I need to scrape 10k URLs from this website and some of them are out of service (I think... it's an error that does not return the JSON I'm looking for, so rest-client
returns 500 Internal Server error
in my program)
Error syntax: `exception_with_response': 500 Internal Server Error (RestClient::InternalServerError)
To loop through the URLs, I'm using a range (1..30).each do |id|
. I concatenate the URL with the current iteration of this range.

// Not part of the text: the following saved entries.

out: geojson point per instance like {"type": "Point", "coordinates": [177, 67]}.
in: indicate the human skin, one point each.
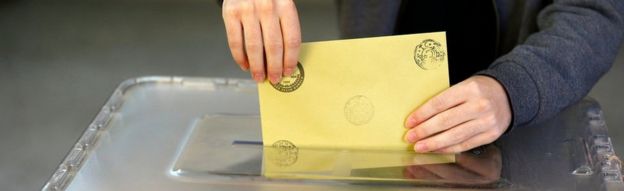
{"type": "Point", "coordinates": [263, 30]}
{"type": "Point", "coordinates": [469, 114]}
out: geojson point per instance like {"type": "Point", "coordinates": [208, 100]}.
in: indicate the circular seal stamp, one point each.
{"type": "Point", "coordinates": [359, 110]}
{"type": "Point", "coordinates": [292, 82]}
{"type": "Point", "coordinates": [429, 54]}
{"type": "Point", "coordinates": [283, 153]}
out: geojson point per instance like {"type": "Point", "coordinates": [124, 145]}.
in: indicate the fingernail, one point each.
{"type": "Point", "coordinates": [420, 147]}
{"type": "Point", "coordinates": [275, 78]}
{"type": "Point", "coordinates": [410, 137]}
{"type": "Point", "coordinates": [259, 77]}
{"type": "Point", "coordinates": [410, 122]}
{"type": "Point", "coordinates": [244, 68]}
{"type": "Point", "coordinates": [288, 71]}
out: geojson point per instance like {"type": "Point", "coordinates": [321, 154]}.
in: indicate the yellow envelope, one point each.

response = RestClient.get(url+id)
The problem is some times the URL I'm storing in the response variable does not exist and/or the webpage returns some error. How could I protect my code so I can just pass through this problematic URL and keep the scraping?
Here's my current code (I put every code of the loop in a begin/rescue block, but I do not know how do write the code to do such thing):
require 'nokogiri'
require 'csv'
require 'rest-client'
require 'json'
link = "https://webfec.org.br/Utils/GetCentrobyId?cod="
CSV.open('data2.csv', 'ab') do |csv|
csv << ['Name', 'Street', 'Info', 'E-mail', 'Site']
(1..30).each do |id|
begin
response = RestClient.get(link+id.to_s)
json = JSON.parse(response)
html = json["Data"]
doc = Nokogiri::HTML.parse(html)
name = doc.xpath("/html/body/table/tbody/tr[1]").text
street = doc.xpath("/html/body/table/tbody/tr[2]").text.gsub(Regexp.union(REMOVER), " ")
info = doc.xpath("/html/body/table/tbody/tr[3]").text.gsub(Regexp.union(REMOVER), " ")
email = doc.xpath("/html/body/table/tbody/tr[4]").text.gsub(Regexp.union(REMOVER), " ")
site = doc.xpath("/html/body/table/tbody/tr[5]").text.gsub(Regexp.union(REMOVER), " ")
csv << [name, street, info, email, site]
rescue
end
end
end
You can see I put everything in the loop inside a begin
block and there is the rescue
block at the end but I'm kind lost on how do to such thing.